The most effective ways I have found to get nipples out are the use of a
breast pump (we usually use a hand pump) or to make a "nipple puller" from a
syringe (as illustrated in an article in an issue of the Journal of Human
Lactation (that issue is at the hospital. Let me know if you haven't seen it
and I'll find the reference).

An even more important point is that most babies can latch onto flat nipples.
I remind nurses and moms that they are BREASTfeeding, not nipplefeeding. The
main problem in the hospital is that the baby won't wake up. People
concentrate on the fact that mom's nipples don't look and feel like the
rubber ones that can be forced into a baby's mouth.
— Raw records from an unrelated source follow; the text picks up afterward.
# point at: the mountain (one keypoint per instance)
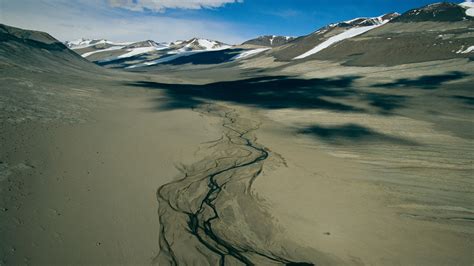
(438, 12)
(302, 47)
(198, 44)
(38, 52)
(122, 55)
(269, 40)
(434, 32)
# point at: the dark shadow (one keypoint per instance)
(424, 82)
(270, 92)
(199, 58)
(342, 134)
(386, 103)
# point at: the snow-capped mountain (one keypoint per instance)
(438, 12)
(363, 40)
(84, 43)
(469, 6)
(195, 44)
(270, 40)
(140, 53)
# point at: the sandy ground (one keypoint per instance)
(85, 193)
(310, 163)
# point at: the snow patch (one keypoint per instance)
(469, 6)
(137, 51)
(249, 53)
(102, 50)
(340, 37)
(468, 50)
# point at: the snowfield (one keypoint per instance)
(249, 53)
(468, 50)
(469, 6)
(340, 37)
(102, 50)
After the baby's mouth is open and the tongue is extended, make sure the baby
is held close and the lips are everted. I do a lot of "flipping the lips" and
gently pulling downward on the chin.  If the baby has been sucking on a
rubber nipple, it is quite possible that the lips are tucked in and the
tongue is bunched up so that the baby is pushing the breast out of the mouth.

It's nice to hear that the hospital nurses are interested enough to ask for
suggestions. A big part of consulting for me is to praise the mother and
praise the nurses. It can be so frustrating to get breastfeeding established
and so nice when people can be persistent enough to get things working.

That's enough writing. My husband wants the computer.